Deployment

The results of both the feature engineering and the prediction are provided in different ways and formats by the getML suite.

Returning Python objects

Using the transform() and predict() methods of a trained MultirelModel or RelboostModel you can access both the features and the predictions as numpy.ndarray via the Python API.

Writing into a database

You can also write both features and prediction results back into a new table of the connected database by providing the table_name argument in the transform() and predict() methods. Please refer to the unified import interface for how to connect a database.

Responding to a HTTP(S) POST request

The getML suite also offers per model HTTP(S) endpoints you can post new data to via a JSON string and retrieve either the resulting features or the predictions. The remainder of this chapter covers how this is done in detail.

Prerequisites

But first of all, let’s begin with an example model we can illustrate the working of the endpoints with.

import getml

# Setting up the engine.
getml.engine.set_project("deployment")

# Generate some random data.
population_data_frame, peripheral_data_frame = getml.datasets.make_numerical(
    random_state=2222,
        population_name="population_table",
        peripheral_name="peripheral_table"
)

# Building the data model.
population_placeholder = population_data_frame.to_placeholder()
peripheral_placeholder = peripheral_data_frame.to_placeholder()
population_placeholder.join(peripheral_placeholder, "join_key", "time_stamp")

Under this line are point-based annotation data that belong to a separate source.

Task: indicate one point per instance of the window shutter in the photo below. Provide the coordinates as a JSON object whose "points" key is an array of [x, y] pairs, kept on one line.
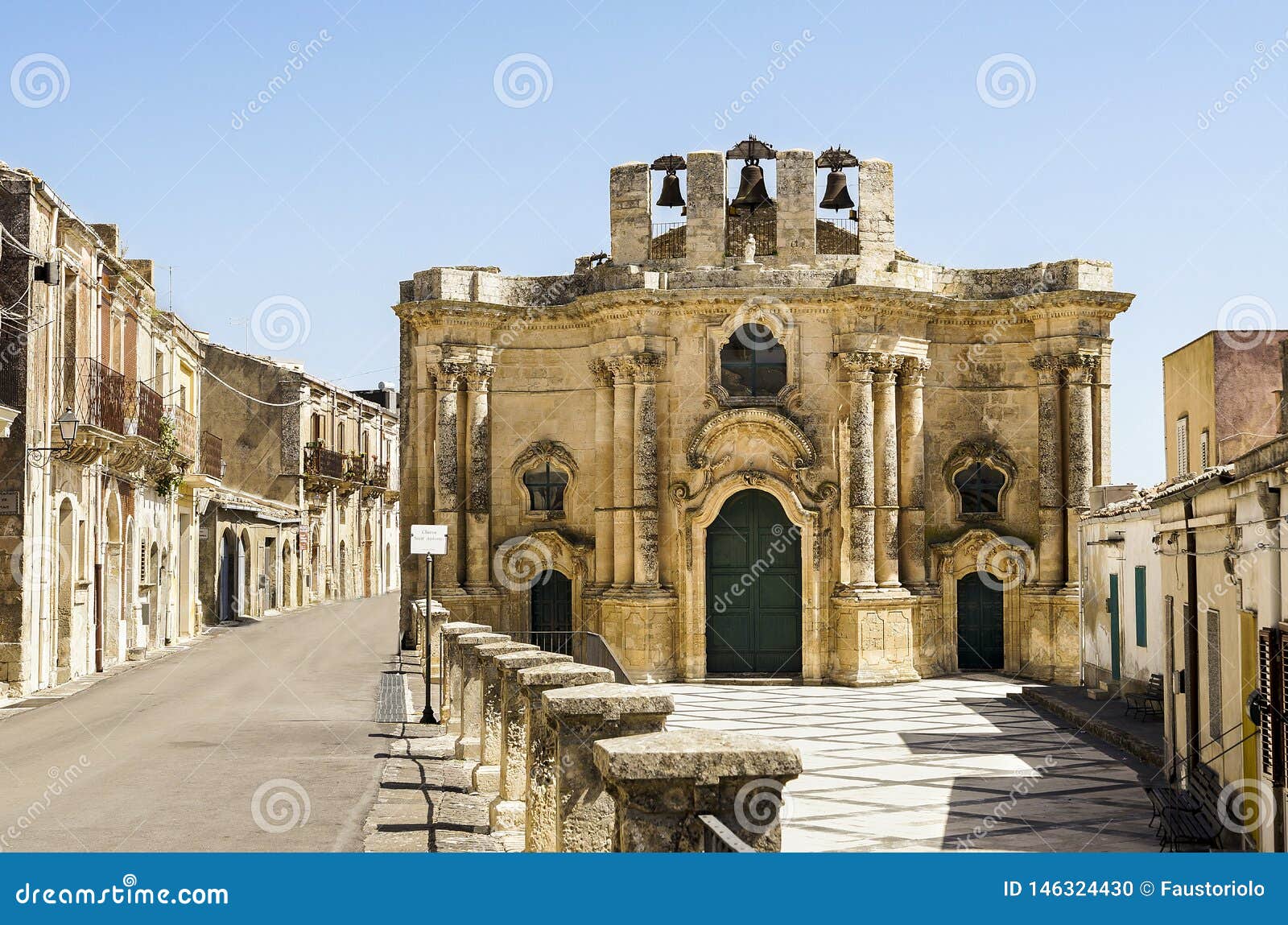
{"points": [[1272, 646]]}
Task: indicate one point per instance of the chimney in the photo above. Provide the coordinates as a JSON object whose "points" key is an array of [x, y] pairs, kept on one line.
{"points": [[630, 212]]}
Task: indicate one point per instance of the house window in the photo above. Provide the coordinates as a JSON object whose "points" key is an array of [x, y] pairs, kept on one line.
{"points": [[979, 486], [545, 487], [753, 364]]}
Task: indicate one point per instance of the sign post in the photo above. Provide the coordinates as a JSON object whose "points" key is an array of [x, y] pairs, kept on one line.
{"points": [[429, 540]]}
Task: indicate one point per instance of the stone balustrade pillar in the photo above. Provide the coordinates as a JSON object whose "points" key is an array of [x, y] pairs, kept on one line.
{"points": [[886, 444], [487, 774], [543, 772], [603, 473], [478, 500], [506, 811], [448, 474], [450, 714], [912, 472], [646, 469], [862, 496], [663, 783], [580, 716], [624, 470], [472, 691]]}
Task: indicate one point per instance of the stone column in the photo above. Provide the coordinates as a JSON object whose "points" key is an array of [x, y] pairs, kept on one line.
{"points": [[912, 473], [579, 718], [472, 691], [630, 206], [1080, 373], [862, 547], [705, 229], [646, 469], [624, 470], [487, 774], [450, 714], [603, 473], [506, 811], [795, 195], [1050, 476], [543, 770], [448, 487], [478, 502], [886, 444], [663, 781]]}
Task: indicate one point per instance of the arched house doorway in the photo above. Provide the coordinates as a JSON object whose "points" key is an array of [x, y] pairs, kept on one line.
{"points": [[982, 577]]}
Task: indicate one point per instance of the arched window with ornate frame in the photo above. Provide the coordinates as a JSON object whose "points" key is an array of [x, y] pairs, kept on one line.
{"points": [[544, 474], [979, 474]]}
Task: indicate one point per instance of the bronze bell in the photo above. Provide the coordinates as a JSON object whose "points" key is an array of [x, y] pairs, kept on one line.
{"points": [[670, 196], [837, 196], [751, 188]]}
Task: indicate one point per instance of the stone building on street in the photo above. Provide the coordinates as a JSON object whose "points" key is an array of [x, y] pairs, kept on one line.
{"points": [[762, 441], [308, 504]]}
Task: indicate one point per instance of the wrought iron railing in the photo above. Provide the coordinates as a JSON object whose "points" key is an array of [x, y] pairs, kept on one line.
{"points": [[837, 236], [184, 432], [667, 242], [146, 410], [719, 839], [212, 455], [94, 393], [326, 463], [586, 648]]}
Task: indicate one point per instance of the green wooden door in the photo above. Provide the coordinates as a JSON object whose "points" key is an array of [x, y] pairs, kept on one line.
{"points": [[979, 625], [753, 589], [1114, 629]]}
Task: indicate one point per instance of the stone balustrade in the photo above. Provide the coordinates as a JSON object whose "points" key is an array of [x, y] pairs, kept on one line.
{"points": [[663, 781], [506, 811], [540, 798], [487, 774], [469, 740], [579, 716], [451, 692]]}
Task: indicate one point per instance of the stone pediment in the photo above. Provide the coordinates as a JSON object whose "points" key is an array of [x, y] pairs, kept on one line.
{"points": [[791, 446]]}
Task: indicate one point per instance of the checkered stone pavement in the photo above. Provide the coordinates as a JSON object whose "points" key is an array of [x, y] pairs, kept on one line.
{"points": [[940, 764]]}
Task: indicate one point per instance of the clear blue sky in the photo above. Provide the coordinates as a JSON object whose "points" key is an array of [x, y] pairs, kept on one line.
{"points": [[390, 150]]}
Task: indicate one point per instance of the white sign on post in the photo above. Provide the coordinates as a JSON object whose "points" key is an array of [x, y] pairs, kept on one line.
{"points": [[428, 539]]}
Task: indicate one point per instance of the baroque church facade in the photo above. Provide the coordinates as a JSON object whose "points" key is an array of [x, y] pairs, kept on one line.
{"points": [[759, 441]]}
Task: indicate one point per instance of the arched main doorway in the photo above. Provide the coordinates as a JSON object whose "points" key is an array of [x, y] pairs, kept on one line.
{"points": [[753, 588], [551, 611], [979, 624]]}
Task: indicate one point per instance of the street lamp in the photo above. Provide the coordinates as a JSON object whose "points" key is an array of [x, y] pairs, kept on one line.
{"points": [[68, 424]]}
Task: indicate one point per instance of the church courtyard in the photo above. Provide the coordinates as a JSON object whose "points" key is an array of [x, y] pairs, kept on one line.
{"points": [[940, 764]]}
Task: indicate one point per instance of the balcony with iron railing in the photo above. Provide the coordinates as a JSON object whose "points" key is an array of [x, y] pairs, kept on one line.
{"points": [[184, 432], [96, 393], [212, 455]]}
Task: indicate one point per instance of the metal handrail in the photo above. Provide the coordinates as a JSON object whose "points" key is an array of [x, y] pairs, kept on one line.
{"points": [[585, 647], [719, 839]]}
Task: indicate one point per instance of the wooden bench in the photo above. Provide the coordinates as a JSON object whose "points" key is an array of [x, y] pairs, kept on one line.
{"points": [[1148, 702], [1189, 818]]}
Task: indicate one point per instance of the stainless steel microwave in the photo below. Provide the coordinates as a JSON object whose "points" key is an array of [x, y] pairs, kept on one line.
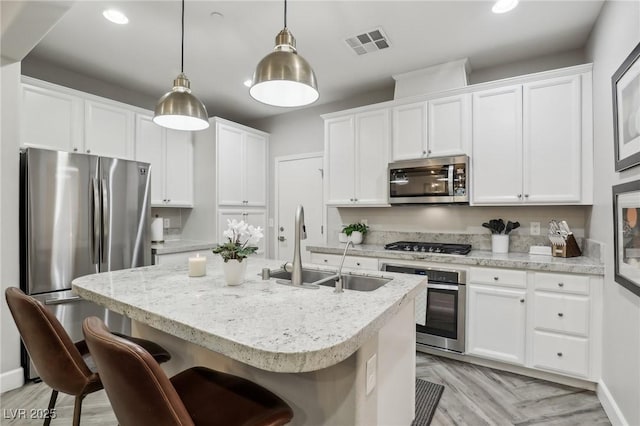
{"points": [[430, 181]]}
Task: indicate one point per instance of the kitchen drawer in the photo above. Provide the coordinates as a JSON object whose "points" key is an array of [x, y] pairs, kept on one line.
{"points": [[564, 283], [356, 262], [564, 354], [500, 277], [561, 313]]}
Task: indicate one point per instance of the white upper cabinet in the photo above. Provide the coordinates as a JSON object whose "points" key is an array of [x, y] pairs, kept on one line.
{"points": [[532, 143], [356, 159], [409, 131], [241, 165], [340, 160], [59, 118], [552, 140], [50, 119], [449, 128], [436, 128], [497, 146], [108, 130], [150, 149], [170, 153], [179, 168]]}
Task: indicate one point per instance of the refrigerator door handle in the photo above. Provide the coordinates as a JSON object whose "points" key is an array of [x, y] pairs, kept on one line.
{"points": [[62, 300], [105, 215], [95, 220]]}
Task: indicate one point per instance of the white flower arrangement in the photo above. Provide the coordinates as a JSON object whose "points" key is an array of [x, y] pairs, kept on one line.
{"points": [[241, 240]]}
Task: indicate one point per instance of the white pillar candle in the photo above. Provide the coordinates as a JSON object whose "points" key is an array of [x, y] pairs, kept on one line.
{"points": [[197, 266]]}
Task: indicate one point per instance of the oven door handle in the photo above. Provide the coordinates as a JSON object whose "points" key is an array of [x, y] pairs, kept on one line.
{"points": [[453, 287]]}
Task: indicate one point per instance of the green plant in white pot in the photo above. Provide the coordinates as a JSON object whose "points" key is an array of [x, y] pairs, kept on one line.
{"points": [[354, 232]]}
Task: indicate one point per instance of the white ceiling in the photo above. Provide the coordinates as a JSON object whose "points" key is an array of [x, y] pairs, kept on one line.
{"points": [[221, 53]]}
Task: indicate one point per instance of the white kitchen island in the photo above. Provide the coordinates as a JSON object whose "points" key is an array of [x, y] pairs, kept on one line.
{"points": [[337, 359]]}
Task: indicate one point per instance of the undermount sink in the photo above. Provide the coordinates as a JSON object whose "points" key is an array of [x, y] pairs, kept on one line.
{"points": [[349, 281]]}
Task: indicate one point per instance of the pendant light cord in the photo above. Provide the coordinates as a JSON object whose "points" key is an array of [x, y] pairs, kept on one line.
{"points": [[285, 13], [182, 42]]}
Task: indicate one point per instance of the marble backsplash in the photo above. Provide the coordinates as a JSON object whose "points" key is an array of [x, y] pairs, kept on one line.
{"points": [[517, 243]]}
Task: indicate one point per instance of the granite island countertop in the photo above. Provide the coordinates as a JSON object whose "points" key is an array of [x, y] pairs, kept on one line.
{"points": [[180, 246], [261, 323], [577, 265]]}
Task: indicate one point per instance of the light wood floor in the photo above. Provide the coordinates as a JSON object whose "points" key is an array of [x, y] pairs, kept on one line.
{"points": [[473, 395]]}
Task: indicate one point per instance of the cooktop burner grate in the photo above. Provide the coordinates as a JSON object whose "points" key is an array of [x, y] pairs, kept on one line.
{"points": [[444, 248]]}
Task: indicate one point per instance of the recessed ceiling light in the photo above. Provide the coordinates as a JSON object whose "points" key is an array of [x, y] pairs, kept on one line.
{"points": [[503, 6], [115, 16]]}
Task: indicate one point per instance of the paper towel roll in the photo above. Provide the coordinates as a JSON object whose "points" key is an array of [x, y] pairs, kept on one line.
{"points": [[157, 231]]}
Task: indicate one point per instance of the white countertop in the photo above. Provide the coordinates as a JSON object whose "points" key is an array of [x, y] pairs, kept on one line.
{"points": [[578, 265], [179, 246], [267, 325]]}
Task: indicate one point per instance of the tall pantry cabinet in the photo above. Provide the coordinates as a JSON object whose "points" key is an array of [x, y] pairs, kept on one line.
{"points": [[241, 177]]}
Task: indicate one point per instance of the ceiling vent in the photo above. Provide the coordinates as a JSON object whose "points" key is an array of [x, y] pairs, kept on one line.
{"points": [[369, 41]]}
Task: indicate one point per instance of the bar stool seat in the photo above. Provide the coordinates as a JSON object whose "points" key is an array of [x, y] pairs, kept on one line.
{"points": [[142, 394], [62, 364]]}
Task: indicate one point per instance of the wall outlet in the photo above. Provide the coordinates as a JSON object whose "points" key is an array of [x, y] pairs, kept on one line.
{"points": [[534, 228], [371, 373]]}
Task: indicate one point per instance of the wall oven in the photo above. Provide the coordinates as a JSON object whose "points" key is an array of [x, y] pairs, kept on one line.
{"points": [[440, 309], [429, 181]]}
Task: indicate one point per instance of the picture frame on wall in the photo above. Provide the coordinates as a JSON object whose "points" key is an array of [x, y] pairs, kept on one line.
{"points": [[626, 112], [626, 235]]}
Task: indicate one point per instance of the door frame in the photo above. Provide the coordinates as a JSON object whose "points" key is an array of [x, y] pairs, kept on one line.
{"points": [[276, 203]]}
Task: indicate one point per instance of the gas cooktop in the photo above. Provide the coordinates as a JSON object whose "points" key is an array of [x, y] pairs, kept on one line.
{"points": [[444, 248]]}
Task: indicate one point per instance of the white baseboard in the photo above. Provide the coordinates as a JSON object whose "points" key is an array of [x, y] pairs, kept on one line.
{"points": [[610, 406], [11, 379]]}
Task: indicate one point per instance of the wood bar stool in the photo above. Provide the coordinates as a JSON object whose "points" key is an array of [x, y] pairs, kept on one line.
{"points": [[60, 362], [141, 393]]}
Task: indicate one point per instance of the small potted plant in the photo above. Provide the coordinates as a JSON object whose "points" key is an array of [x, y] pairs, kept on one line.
{"points": [[354, 232], [241, 240]]}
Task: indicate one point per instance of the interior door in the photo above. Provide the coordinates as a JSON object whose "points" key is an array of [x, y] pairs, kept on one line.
{"points": [[298, 181]]}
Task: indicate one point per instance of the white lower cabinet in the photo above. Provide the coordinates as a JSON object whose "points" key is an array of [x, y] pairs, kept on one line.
{"points": [[496, 323], [561, 353], [541, 320]]}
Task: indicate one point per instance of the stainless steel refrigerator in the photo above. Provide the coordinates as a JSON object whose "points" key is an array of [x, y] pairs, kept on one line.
{"points": [[79, 215]]}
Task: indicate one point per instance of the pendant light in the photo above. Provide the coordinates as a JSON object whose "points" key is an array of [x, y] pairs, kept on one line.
{"points": [[283, 78], [178, 109]]}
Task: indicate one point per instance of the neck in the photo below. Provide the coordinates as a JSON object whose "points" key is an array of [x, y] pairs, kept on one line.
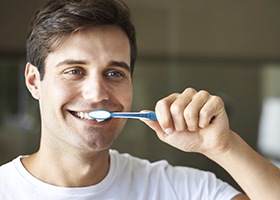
{"points": [[68, 169]]}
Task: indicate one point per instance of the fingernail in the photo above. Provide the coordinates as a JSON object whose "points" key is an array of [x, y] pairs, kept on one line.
{"points": [[168, 131]]}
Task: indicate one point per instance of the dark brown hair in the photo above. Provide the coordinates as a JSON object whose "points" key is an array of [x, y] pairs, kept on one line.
{"points": [[55, 21]]}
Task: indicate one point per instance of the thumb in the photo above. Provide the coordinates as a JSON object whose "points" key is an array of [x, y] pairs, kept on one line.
{"points": [[153, 124]]}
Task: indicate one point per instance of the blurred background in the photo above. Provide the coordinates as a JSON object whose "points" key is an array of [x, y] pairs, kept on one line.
{"points": [[230, 48]]}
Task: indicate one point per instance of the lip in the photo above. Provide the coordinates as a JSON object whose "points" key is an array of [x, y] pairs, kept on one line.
{"points": [[89, 121]]}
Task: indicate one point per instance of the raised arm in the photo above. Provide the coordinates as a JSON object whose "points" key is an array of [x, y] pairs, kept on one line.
{"points": [[197, 122]]}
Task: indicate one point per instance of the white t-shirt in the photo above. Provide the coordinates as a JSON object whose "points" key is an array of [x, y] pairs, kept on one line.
{"points": [[129, 178]]}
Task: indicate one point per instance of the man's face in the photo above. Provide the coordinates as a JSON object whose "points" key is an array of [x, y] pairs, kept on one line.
{"points": [[89, 71]]}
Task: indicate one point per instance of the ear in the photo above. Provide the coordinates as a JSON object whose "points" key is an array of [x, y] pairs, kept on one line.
{"points": [[32, 80]]}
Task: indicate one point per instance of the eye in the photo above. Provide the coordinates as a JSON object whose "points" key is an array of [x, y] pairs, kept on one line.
{"points": [[74, 72], [115, 74]]}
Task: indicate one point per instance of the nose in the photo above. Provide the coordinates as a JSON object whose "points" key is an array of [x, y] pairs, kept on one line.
{"points": [[95, 89]]}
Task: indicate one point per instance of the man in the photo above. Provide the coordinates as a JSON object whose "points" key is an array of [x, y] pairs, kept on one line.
{"points": [[81, 55]]}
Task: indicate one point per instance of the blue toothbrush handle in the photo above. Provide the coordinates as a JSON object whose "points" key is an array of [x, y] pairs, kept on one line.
{"points": [[147, 115]]}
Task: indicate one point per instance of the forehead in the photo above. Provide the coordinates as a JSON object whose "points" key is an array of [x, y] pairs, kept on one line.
{"points": [[97, 42]]}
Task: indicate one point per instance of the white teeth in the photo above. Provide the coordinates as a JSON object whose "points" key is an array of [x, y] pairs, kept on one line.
{"points": [[83, 115]]}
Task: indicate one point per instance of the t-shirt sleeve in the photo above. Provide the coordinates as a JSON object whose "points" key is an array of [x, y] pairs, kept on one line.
{"points": [[190, 183]]}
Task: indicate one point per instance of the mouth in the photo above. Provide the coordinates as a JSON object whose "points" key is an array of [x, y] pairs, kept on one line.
{"points": [[81, 115]]}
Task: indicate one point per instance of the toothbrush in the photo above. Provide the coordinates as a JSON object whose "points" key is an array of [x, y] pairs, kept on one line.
{"points": [[101, 115]]}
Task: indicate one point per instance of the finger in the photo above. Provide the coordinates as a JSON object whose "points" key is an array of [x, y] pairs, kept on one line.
{"points": [[192, 111], [213, 107], [163, 113], [178, 106]]}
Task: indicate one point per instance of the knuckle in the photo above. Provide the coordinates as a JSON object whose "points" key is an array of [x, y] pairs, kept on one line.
{"points": [[174, 108], [190, 114], [191, 91], [203, 93]]}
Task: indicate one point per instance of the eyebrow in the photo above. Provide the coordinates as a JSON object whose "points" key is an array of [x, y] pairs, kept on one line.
{"points": [[71, 62], [120, 64], [83, 62]]}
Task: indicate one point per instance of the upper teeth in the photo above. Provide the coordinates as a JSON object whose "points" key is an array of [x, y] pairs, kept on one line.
{"points": [[83, 115]]}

# Construct the feature engineering and prediction pipeline.
predictor = getml.predictors.LinearRegression()
model = getml.models.MultirelModel(
    name="MyModel",
    aggregation=[
        getml.models.aggregations.Count,
        getml.models.aggregations.Sum
    ],
    population=population_placeholder,
    peripheral=[peripheral_placeholder],
    loss_function=getml.models.loss_functions.SquareLoss(),
    predictor=predictor,
    num_features=10,
    share_aggregations=1.0,
    max_length=1,
        seed=2222
).send()

# Train both the feature engineering algorithm and the machine
# learning routines used for prediction.
model.fit(
    population_table=population_data_frame,
        peripheral_tables=peripheral_data_frame
)

# Tell the getML monitor to whitelist the particular model for access
# via HTTP(S).
model.deploy(True)

Both the data model and the data itself are quite similar to what has been used during the getting started guide and their overall structure look like this

print(population_data_frame)
| time_stamp                  | join_key | targets | column_01  |
| time stamp                  | join key | target  | numerical  |
-----------------------------------------------------------------
| 1970-01-01T05:33:24.789405Z | 0        | 54      | 0.4544     |
| 1970-01-01T20:37:18.369208Z | 1        | 151     | -0.422029  |
| ...                         | ...      | ...     | ...        |

and

print(peripheral_data_frame)
| time_stamp                  | join_key | column_01 |
| time stamp                  | join key | numerical |
------------------------------------------------------
| 1970-01-01T02:16:34.823342Z | 397      | 0.938692  |
| 1970-01-01T04:35:12.660807Z | 146      | -0.378773 |
| ...                         | ...      | ...       |

Please note the call to the deploy() method of our trained model. Per default the getML monitor does disable the feature engineering and prediction endpoints of each model and one has to explicitly whitelist them.

HTTP(S) Endpoints

As soon as you have trained a model, whitelisted it for external access using its deploy() method, and configured the getML monitor for remote access, you can both transform new data into features or make predictions on them using these endpoints

To each of them you have to send a POST request containing the new data as a JSON string in a specific request format.

Note

For testing and developing purposes you can also use the HTTP port of the monitor to query the endpoints. Note, however, that this is only possible within the same host. The corresponding syntax is http://localhost:1709/predict/MODEL_NAME

Request Format

In all POST requests to the endpoints a JSON string with the following syntax has to be provided in the body

{
  "peripheral": [{
    "column_1": [],
    "column_2": []
  },{
    "column_1": [],
    "column_2": []
  }],
  "population": {
    "column_1": [],
    "column_2": []
  }
}

It has to have exactly two keys in the top level called population and peripheral. These will contain the new input data. Their naming is independent of the names of both the DataFrame and Placeholder objects you put into the constructor or the training of your model.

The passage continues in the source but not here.